Saturday, February 23, 2008

This is an odd little wrinkle

One of the posts I've been drafting in my head for a bit and need to research further is about whether it would be advantageous for me to roll my old 401(k) into an IRA, rather than rolling it straight into my new 401(k). But a bit of weirdness popped up today that has me wondering if I should just leave the thing exactly where it is.

My old company had a five-year vesting schedule for its 401(k) match: It vested 20 per year. I quit in December, after about 20 months of working there. My 401(k) was, of course, only 20 percent vested. I figured I'd be walking away from the other 80 percent of the company's match - not fun, but I wanted the new job, and $2k in unvested 401(k) money wasn't really a serious factor in my decision about whether or not I should leave.

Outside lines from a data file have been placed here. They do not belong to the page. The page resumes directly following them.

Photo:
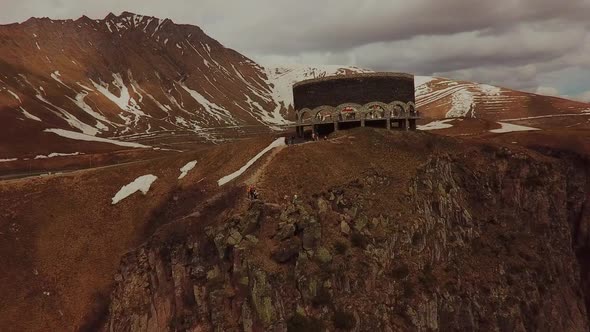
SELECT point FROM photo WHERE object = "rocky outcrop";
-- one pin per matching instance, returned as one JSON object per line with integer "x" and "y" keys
{"x": 474, "y": 243}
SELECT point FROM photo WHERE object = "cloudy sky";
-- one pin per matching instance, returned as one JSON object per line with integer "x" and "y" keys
{"x": 535, "y": 45}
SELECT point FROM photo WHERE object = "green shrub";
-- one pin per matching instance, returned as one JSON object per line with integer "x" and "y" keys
{"x": 344, "y": 320}
{"x": 358, "y": 240}
{"x": 341, "y": 247}
{"x": 427, "y": 278}
{"x": 322, "y": 297}
{"x": 301, "y": 323}
{"x": 401, "y": 271}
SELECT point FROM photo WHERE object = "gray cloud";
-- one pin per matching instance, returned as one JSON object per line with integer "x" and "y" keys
{"x": 536, "y": 45}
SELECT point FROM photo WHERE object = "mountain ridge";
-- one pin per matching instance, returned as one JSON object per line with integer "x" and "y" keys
{"x": 134, "y": 74}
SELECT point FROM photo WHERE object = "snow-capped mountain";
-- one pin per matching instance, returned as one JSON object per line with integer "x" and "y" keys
{"x": 443, "y": 98}
{"x": 131, "y": 74}
{"x": 126, "y": 74}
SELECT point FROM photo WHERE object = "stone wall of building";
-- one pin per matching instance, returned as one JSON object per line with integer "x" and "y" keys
{"x": 359, "y": 88}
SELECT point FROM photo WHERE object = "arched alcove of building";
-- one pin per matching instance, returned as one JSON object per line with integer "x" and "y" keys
{"x": 305, "y": 116}
{"x": 398, "y": 110}
{"x": 412, "y": 109}
{"x": 324, "y": 114}
{"x": 376, "y": 111}
{"x": 349, "y": 112}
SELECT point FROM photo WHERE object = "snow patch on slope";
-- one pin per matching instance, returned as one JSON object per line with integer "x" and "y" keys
{"x": 509, "y": 127}
{"x": 216, "y": 111}
{"x": 142, "y": 184}
{"x": 462, "y": 104}
{"x": 29, "y": 115}
{"x": 88, "y": 138}
{"x": 278, "y": 142}
{"x": 124, "y": 101}
{"x": 57, "y": 154}
{"x": 435, "y": 125}
{"x": 187, "y": 168}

Now, one of my friends mentioned that when she left one of her past jobs, her 401(k) kept vesting. Every year, another chuck moved into the vested category, and when she finally moved the funds years later, she got everything - even the stuff that technically should never have vested, because she left the company prematurely.

I asked about this at OldCompany HR before I left: I walk away from my unvested 401(k) funds, right? Their answer: yes, of course.

Ok. Then why, when I checked my balance today, had another 20 percent vested? (My two-year anniversary would have been sometime in February.)

Is this a workflow breakdown? Did news of my termination not make it over to OldCompany's 401(k) provider (JP Morgan)? Is this going to keep happening every year, if I leave the 401(k) where it is?

I could call and ask these questions, of course, but that seems like poking the hornet's nest. But. Hmm. If the money will never vest (which is, I'm pretty sure, what should be happening), I want to move the account. If it is going to keep vesting, I should leave it. And, er, hope I'm not screwing up anything legally or ethically by not alerting either OldCompany or JP Morgan what's going on.

(And yes, I'm aware that posting on a public blog is not exactly a way to keep things subtle. I'm posting because I'm not really trying to hide this, and also because I'm curious about how common this phantom vesting is.)